Sabah gün ışığı odaya dolarken üstümdeki battaniyeyi kendime siper ettim. Bu küçük hareket bile canımın yanmasına yetmişti. Kendimi öyle hâlsiz hissediyordum ki ömrümün geri kalanını bu yatakta geçirmeye razıydım.
Tabii bu kararlı duruşum sadece birkaç dakika sürdü. Annem gürültülü bir şekilde odama dalıp da benim hâlâ uyuduğumu fark edince bastı yaygarayı.

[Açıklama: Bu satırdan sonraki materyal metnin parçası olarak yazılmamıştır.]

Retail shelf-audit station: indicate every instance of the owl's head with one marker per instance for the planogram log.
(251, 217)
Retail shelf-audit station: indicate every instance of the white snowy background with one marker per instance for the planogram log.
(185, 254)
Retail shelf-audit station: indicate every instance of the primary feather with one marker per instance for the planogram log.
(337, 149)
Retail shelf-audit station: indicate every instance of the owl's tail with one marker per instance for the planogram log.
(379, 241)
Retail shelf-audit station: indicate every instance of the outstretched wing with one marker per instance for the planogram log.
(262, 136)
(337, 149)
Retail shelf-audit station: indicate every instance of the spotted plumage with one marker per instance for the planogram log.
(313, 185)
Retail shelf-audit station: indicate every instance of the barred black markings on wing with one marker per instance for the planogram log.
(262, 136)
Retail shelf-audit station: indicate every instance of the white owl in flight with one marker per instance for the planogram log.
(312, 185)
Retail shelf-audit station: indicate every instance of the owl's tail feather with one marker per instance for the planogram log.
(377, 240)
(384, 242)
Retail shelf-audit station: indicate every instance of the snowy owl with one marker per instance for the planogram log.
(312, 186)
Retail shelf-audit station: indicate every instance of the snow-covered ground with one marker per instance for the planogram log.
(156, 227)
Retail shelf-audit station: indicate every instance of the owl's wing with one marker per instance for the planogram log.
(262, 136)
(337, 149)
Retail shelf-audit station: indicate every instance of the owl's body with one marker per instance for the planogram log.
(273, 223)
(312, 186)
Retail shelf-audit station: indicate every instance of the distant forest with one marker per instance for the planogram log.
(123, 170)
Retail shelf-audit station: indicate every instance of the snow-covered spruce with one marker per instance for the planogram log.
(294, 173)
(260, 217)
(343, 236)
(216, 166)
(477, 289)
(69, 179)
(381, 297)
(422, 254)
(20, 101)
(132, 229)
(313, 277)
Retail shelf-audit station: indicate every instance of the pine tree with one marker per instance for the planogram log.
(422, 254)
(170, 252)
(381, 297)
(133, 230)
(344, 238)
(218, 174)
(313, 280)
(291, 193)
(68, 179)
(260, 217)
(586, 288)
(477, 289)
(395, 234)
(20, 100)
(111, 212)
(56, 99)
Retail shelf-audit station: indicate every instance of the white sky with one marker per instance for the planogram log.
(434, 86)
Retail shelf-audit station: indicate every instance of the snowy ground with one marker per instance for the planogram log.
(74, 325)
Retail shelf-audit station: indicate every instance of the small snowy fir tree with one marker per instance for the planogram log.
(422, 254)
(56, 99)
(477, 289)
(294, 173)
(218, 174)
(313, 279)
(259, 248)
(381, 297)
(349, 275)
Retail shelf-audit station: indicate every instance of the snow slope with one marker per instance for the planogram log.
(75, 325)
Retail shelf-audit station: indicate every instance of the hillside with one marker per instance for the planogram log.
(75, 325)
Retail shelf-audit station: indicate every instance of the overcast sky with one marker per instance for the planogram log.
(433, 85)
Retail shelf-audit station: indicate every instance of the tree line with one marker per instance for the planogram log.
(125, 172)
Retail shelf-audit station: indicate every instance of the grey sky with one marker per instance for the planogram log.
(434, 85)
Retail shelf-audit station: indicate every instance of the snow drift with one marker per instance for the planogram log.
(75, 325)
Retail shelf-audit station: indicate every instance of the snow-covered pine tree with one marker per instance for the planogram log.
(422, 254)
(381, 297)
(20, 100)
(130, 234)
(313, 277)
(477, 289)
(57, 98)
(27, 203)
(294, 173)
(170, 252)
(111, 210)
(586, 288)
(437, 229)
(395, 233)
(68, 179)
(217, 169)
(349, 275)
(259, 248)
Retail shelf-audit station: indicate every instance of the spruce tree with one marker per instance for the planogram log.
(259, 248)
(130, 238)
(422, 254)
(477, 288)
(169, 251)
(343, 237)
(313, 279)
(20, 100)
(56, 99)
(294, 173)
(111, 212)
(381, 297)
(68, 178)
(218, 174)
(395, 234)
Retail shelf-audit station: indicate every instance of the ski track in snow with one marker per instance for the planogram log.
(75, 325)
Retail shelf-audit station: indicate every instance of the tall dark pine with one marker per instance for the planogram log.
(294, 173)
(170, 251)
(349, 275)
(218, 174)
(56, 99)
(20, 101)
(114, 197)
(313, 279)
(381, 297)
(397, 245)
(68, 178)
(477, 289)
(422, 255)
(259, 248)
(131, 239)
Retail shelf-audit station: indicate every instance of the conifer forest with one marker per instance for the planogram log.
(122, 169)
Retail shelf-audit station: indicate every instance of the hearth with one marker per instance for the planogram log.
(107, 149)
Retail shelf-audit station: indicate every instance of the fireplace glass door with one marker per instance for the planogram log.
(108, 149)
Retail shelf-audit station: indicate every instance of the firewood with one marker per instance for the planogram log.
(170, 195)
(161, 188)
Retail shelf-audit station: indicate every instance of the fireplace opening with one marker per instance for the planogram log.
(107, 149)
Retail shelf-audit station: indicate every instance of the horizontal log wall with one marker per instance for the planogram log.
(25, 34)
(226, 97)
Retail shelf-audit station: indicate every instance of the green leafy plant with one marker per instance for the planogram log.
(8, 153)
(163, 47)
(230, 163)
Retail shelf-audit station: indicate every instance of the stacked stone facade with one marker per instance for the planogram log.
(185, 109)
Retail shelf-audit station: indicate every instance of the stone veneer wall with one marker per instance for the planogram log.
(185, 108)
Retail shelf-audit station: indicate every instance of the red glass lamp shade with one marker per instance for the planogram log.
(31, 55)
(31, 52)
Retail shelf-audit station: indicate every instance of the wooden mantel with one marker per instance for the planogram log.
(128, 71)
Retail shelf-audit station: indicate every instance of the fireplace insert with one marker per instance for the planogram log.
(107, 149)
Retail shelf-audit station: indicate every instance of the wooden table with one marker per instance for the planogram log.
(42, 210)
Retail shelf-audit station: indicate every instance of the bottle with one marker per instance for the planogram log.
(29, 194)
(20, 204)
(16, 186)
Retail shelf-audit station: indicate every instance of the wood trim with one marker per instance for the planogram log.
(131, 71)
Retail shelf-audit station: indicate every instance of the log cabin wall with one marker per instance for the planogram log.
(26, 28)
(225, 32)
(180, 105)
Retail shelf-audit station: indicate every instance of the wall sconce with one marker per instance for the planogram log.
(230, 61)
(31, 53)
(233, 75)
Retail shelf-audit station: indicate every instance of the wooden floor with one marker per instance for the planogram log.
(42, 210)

"Ali, sen hâlâ uyuyor musun evladım? Baban çoktan uyandı, nerede bu diye söyleniyor."
Anneme verdiğim cevap sağlam bir öksürük oldu. Her öksürdüğümde ciğerlerimin resmen yandığını hissediyordum.
"Oğlum!"
Üzerimdeki yorgan, battaniye ikilisi saniyeler içinde yere düşerken alnımda annemin soğuktan buz tutmuş elini hissettim. Ya ben fazlasıyla sıcaktım ya da elleri çok soğuktu. Onu bile ayırt edebilecek durumda değildim.
"Ali'm sen yanıyon annem!"
Elini alnımdan uzaklaştırmak için bir hamlede bulunduğum sırada dün geceden kalma kurumuş kan izlerini görünce bu defa ağlamayla karışık bir feryat kopardı. "Ali ne oldu çocuğum sana? Kavga mı ettin? Bu kan ne?"
Öyle yüksek sesle bağırmıştı ki daha o cümlesini bitirmeden Gökhan ve babam hızla odama daldı.
"Yahu ne oluyor? Neden bağırıyorsun kadın?"
"Gel Hüseyin, gel! Bak şu çocuğun hâline."
Babam önce elimdeki kurumuş kana sonra da bana baktı. Büyük ihtimal yüzüm ateşten kıpkırmızı kesilmişti. Elimdeki kurumuş kana pek aldırmadı da yüzümün hâlini görünce gözlerinden bariz bir acıma ifadesi geçti.
"Tamam, sakin ol. Belli ki üşütmüş. Yat oğlum sen. Kalkma bugün. Ben işleri hallederim."
Konuşmaya mecalim olmadığından başımı sallamakla yetindim. Annemle babam odadan çıktıktan sonra Gökhan yanıma oturdu. "Abi, bir şey istiyor musun? Sevda ablaya haber vereyim mi? Şimdi seni köşe başında göremeyince merak etmiştir."
Gözlerim duvardaki saati bulduğunda Gökhan'ın haklı olabileceğini düşündüm. Sevda bu saate kadar gelmese ve bana haber vermese ben yüksek ihtimalle meraktan deliye dönerdim.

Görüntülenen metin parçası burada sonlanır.